Con la raccolta da cui traggo la poesia che oggi pubblico, Clemente di Leo (30 marzo 1946 – 5 luglio 1970) ricevette il premio “La Madia d’oro”, che gli fu consegnato il 4 luglio 1970 all’Aquila.
Tornato a Colledimacine, il paesino in provincia di Chieti dove era nato e dove viveva, festeggiò con gli amici, certo esagerando – lui che soffriva di una grave malformazione cardiaca – con le libagioni. Morì durante la notte.
Aveva ventiquattro anni e già aveva scritto migliaia di versi solo in parte pubblicati a proprie spese (un’ampia scelta è leggibile in «Poesie», a cura di Laura Romani e prefazione di Giuliano Manacorda, Bastogi 1985).
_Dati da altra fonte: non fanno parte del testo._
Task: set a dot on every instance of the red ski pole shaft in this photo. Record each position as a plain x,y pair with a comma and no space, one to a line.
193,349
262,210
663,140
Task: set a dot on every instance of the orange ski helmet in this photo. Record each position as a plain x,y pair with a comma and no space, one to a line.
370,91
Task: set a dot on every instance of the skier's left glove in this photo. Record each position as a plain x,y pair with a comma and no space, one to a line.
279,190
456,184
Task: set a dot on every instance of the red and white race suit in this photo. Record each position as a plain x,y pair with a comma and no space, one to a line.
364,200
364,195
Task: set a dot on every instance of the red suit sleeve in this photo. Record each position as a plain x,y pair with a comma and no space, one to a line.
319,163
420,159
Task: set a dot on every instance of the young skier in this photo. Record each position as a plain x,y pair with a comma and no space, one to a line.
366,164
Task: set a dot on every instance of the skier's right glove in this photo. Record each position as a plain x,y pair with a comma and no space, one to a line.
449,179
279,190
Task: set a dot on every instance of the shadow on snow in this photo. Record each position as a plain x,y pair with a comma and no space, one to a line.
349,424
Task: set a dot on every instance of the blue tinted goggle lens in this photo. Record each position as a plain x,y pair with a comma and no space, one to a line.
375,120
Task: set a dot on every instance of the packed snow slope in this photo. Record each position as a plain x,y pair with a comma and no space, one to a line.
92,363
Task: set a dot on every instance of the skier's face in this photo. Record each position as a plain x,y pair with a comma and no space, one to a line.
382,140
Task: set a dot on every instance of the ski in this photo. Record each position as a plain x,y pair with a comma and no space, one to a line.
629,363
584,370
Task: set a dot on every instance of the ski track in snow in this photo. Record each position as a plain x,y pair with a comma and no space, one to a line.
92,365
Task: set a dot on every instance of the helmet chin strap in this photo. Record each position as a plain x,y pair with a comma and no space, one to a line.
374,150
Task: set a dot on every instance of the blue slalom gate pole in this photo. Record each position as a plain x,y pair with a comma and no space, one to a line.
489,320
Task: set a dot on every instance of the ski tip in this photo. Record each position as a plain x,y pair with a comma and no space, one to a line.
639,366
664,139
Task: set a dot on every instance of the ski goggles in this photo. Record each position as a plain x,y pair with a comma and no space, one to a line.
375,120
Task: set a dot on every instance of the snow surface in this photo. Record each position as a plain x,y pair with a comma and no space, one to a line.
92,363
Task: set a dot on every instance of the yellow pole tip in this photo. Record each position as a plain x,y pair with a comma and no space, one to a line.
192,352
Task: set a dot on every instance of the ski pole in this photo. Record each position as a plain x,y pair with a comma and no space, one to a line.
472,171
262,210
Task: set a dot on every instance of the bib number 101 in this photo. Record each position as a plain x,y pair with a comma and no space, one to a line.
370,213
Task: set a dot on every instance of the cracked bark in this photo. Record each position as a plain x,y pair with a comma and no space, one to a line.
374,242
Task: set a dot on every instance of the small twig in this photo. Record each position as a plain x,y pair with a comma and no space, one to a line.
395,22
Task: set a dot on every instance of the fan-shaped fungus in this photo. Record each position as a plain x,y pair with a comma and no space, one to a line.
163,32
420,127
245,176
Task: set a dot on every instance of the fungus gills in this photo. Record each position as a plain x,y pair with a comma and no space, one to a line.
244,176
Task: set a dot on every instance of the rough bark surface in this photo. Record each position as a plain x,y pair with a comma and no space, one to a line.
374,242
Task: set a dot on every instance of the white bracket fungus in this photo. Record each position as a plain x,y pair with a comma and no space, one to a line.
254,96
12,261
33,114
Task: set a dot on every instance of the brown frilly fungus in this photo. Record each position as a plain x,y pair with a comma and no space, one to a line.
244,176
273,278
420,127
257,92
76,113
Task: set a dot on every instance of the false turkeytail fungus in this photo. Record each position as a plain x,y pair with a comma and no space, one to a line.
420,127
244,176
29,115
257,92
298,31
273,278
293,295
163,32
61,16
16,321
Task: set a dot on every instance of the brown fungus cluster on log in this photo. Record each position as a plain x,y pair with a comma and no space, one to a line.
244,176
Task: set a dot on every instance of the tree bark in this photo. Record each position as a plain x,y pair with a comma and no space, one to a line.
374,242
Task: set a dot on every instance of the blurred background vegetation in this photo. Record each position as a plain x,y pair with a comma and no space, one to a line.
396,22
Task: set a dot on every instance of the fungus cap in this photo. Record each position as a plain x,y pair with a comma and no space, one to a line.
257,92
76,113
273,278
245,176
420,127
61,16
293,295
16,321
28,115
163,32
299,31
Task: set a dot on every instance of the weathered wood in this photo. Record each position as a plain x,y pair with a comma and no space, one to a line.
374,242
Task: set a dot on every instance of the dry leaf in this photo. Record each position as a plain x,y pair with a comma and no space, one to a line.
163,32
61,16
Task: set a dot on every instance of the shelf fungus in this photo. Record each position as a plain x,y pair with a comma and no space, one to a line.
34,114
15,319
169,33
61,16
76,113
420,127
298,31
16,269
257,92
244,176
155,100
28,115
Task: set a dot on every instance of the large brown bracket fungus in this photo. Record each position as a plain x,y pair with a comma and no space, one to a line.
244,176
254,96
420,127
Negli anni, sia pur circoscritto all’Abruzzo, è nato un piccolo culto per di Leo, per la sua opera e per la sua vita di autodidatta con la licenza elementare e dalle molte letture: ne è testimonianza il volume «Un nome tra le pietre. Per Clemente di Leo», a cura di Pina Allegrini e Marilia Bonincontro, Noubs, 1996.
Quel che mi colpisce in Clemente di Leo è la sua assoluta fedeltà alla poesia, la convinzione che tutta la vita si esaurisce nella poesia e che solo nella poesia vale la pena di vivere, perché la poesia è tutto e può risarcire di tutti i dolori e di tutte le ferite. Scrivere, quindi, è una necessità. Serve per il presente e a futura memoria. Perciò bisogna scrivere sempre, e tanto.
Perché «tanto lo so che muoio giovane», disse a Pina Allegrini qualche mese prima di andarsene per sempre.